Yan Anxi mendengar ini dan merasa sedikit aneh. Apa sebenarnya yang akan dikatakan Mu Chiyao padanya?
Dia masih begitu serius saat mabuk?
“Kamu teruskan saja dan katakan padaku, atau… kamu bisa tidur saja.” Yan Anxi berkata, “Kamu tidak sadar sekarang, dan kamu lupa apa yang kamu katakan keesokan paginya…”
“Aku tidak akan lupa.”
Saat ini, nada bicara Mu Chiyao agak seperti anak kecil.
Hanya ketika dia sedikit mabuk seperti ini, dia ingin mengungkapkan perasaan yang paling nyata di dalam hatinya.
Mu Chiyao memeluk Yan Anxi lebih erat: “Dengar baik-baik, Yan Anxi, aku mencintaimu, aku benar-benar mencintaimu…”
Yan Anxi tercengang.

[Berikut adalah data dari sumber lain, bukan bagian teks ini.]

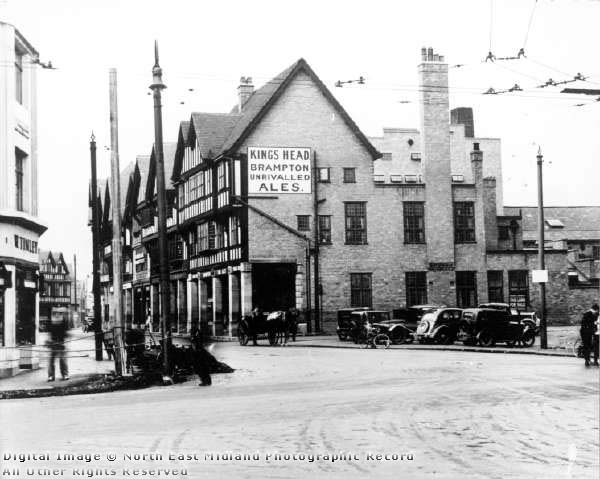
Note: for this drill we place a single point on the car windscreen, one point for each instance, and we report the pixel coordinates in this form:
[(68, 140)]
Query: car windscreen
[(377, 316)]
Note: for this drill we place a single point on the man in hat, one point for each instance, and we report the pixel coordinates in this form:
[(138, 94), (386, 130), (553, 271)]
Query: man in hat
[(588, 331)]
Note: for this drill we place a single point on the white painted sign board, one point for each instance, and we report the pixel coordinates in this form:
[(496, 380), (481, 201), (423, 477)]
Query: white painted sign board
[(279, 170), (539, 275)]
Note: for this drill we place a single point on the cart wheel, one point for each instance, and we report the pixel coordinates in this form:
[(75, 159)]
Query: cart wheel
[(381, 341), (528, 339)]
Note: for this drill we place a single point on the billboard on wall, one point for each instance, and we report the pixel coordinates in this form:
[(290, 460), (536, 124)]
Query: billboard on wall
[(279, 170)]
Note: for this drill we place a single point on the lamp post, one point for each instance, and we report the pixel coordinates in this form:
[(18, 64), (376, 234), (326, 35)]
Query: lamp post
[(157, 87), (541, 262)]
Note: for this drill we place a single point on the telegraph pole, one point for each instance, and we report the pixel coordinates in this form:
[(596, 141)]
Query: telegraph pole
[(541, 261), (157, 87), (120, 359), (95, 254)]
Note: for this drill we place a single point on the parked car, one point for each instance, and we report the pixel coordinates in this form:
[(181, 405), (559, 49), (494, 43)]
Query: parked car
[(439, 326), (345, 324), (396, 330), (530, 317), (488, 326), (412, 315)]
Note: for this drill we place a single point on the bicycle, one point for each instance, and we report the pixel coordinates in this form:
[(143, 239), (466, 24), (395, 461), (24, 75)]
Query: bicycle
[(375, 339)]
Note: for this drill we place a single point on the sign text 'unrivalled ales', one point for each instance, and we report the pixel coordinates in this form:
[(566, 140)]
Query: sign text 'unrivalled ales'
[(278, 170)]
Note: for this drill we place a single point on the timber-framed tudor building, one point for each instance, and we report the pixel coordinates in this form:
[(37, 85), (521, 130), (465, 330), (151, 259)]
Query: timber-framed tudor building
[(285, 182)]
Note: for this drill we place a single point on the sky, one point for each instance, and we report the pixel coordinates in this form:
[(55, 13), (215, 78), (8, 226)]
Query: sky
[(205, 47)]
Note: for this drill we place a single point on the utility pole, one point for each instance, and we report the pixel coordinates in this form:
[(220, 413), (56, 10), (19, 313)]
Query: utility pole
[(157, 87), (541, 265), (95, 254), (120, 359), (317, 288), (75, 285)]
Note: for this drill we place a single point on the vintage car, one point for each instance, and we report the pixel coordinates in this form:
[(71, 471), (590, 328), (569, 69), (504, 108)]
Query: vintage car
[(527, 317), (412, 315), (345, 323), (488, 326), (439, 326)]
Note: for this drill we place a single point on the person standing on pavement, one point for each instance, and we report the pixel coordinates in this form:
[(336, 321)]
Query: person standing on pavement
[(588, 332), (58, 334)]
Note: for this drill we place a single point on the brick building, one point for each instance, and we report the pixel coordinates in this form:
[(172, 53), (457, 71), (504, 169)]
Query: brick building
[(286, 183)]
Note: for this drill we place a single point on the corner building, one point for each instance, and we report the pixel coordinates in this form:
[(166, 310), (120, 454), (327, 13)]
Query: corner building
[(255, 227), (20, 227)]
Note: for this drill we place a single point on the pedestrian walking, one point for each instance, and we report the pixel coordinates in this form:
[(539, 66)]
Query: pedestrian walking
[(200, 358), (588, 331), (58, 334)]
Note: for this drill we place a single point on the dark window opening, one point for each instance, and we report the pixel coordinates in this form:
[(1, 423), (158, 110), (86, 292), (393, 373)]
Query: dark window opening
[(303, 222), (518, 289), (324, 229), (360, 290), (356, 223), (495, 287), (349, 175), (323, 175), (416, 287), (466, 289), (414, 222), (464, 222)]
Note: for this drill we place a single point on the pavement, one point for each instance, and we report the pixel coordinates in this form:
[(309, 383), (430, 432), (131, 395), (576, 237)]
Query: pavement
[(294, 411), (82, 363)]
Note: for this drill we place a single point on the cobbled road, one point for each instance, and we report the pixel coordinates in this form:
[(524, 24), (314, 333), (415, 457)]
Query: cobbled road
[(452, 415)]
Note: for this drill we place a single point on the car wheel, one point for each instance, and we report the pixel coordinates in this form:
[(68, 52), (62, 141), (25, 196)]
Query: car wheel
[(443, 338), (486, 339), (528, 338), (242, 336)]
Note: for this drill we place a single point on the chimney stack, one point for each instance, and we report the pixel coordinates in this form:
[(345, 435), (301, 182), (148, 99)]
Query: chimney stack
[(245, 91)]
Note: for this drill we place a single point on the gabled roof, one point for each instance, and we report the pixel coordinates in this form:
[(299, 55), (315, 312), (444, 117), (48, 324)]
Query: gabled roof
[(223, 133), (265, 97), (212, 130), (56, 257), (124, 181), (579, 222)]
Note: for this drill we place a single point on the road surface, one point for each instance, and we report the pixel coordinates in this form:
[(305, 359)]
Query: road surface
[(451, 414)]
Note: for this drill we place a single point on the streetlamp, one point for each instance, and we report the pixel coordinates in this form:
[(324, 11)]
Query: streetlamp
[(156, 87)]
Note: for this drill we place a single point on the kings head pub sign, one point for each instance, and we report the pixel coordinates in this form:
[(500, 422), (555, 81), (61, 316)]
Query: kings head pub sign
[(279, 170)]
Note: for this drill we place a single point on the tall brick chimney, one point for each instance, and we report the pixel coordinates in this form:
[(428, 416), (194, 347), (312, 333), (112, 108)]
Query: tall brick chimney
[(435, 138), (245, 91)]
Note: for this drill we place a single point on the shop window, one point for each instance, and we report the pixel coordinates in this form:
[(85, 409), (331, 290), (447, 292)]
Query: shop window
[(303, 222), (324, 175), (356, 223), (518, 289), (349, 175), (414, 222), (416, 287), (360, 290), (19, 76), (466, 289), (495, 287), (324, 229), (464, 222), (19, 172)]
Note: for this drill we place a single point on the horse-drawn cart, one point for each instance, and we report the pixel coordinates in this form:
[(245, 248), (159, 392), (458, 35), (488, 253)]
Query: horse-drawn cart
[(277, 327)]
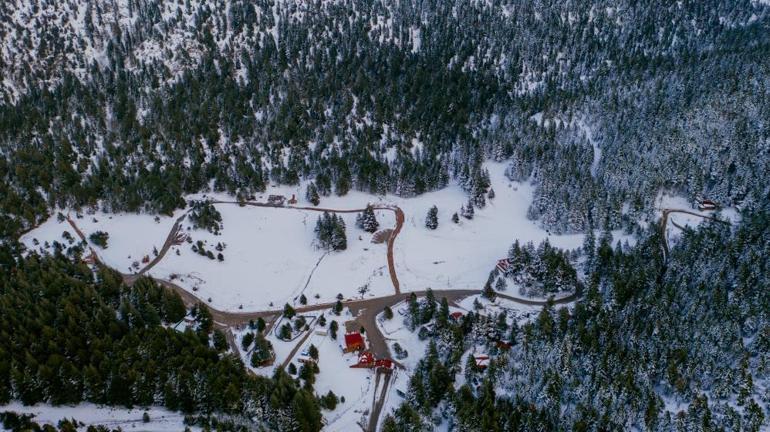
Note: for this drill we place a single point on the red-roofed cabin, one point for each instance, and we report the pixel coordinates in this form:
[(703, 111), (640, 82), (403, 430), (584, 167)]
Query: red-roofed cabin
[(505, 346), (503, 265), (707, 205), (365, 360), (482, 361), (354, 342)]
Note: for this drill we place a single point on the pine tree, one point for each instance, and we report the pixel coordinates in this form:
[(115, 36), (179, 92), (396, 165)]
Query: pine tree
[(431, 220), (467, 210), (369, 220), (311, 194)]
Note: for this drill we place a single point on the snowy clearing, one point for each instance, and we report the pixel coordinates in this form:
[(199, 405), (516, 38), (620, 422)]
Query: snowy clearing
[(161, 420), (270, 258)]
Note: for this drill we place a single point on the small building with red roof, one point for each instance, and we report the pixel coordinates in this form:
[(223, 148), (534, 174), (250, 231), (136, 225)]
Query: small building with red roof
[(354, 342)]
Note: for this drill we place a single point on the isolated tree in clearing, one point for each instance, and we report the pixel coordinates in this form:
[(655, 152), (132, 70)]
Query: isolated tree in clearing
[(311, 194), (369, 220), (431, 220)]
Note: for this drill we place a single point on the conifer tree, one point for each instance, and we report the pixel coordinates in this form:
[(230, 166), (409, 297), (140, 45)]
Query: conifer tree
[(431, 220)]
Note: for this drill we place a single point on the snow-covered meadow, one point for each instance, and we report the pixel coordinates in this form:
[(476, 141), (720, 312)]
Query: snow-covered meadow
[(270, 258), (160, 420)]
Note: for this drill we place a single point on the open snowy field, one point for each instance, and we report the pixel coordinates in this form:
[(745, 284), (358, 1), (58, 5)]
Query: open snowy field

Dia tidak pernah menyangka bahwa Mu Chiyao akan mengatakan kata-kata seperti itu padanya.
Dia mengatakan bahwa dia mencintainya.
Ini sepertinya bukan pertama kalinya dia mengucapkan tiga kata ini padanya.
Setelah Mu Chiyao selesai berbicara, dia menunduk menatapnya, sedikit mengernyit, tampak sangat malu dan gelisah.
Cara mengungkapkan cinta tampaknya… begitu langsung, bukan?
Yan Anxi tiba-tiba tersenyum: “Kamu benar-benar mabuk, Mu Chiyao.”
Dia mengerutkan bibir tipisnya, lalu berkata dengan sangat serius dan perlahan: “Aku berkata, aku mencintaimu, Yan Anxi.”
Dia menatap matanya: “Ingat masa lalu? Mu Chiyao, kamu selalu memaksaku untuk mengatakan bahwa aku menyukaimu, tetapi kamu tidak pernah mengatakan bahwa kamu juga menyukaiku. Aku tidak mengerti apa yang sedang terjadi saat itu, tetapi sekarang aku mengerti.”
“Hah? Apa yang kamu mengerti?”
“Kamu memiliki Qin Su!” Yan Anxi menjawab, “Orang di hatimu adalah Qin Su, bagaimana kamu bisa menyukaiku.”
“Tidak, Yan Anxi, kamu…”
Dia mengulurkan jarinya dan dengan lembut mengetuk bibir tipisnya: “Sekarang bahkan jika kamu mengatakan ini, Mu Chiyao, aku tidak merasakan banyak pasang surut di hatiku.”